I have a script that performs BLAST queries (bl2seq)
The script works like this:
Get sequence a, sequence b
write sequence a to filea
write sequence b to fileb
run command 'bl2seq -i filea -j fileb -n blastn'
get output from STDOUT, parse
repeat 20 million times
The program bl2seq does not support piping.
Is there any way to do this and avoid writing/reading to the harddrive?
I'm using Python BTW.
Depending on what OS you're running on, you may be able to use something like bash's process substitution. I'm not sure how you'd set that up in Python, but you're basically using a named pipe (or named file descriptor).
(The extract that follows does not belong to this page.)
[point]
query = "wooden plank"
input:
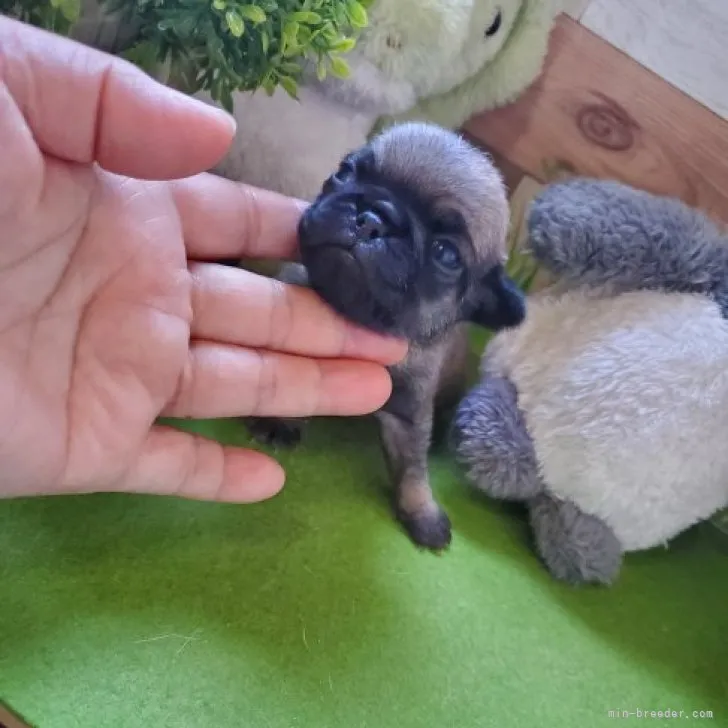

That won't work if bl2seq tries to seek within the files, but it should work if it just reads them sequentially.
How do you know bl2seq does not support piping.? By the way, pipes is an OS feature, not the program. If your bl2seq program outputs something, whether to STDOUT or to a file, you should be able to parse the output. Check the help file of bl2seq for options to output to file as well, eg -o option. Then you can parse the file.
Also, since you are using Python, an alternative you can use is BioPython module.
Is this the bl2seq program from BioPerl? If so, it doesn't look like you can do piping to it. You can, however, code your own hack using Bio::Tools::Run::AnalysisFactory::Pise, which is the recommended way of going about it. You'd have to do it in Perl, though.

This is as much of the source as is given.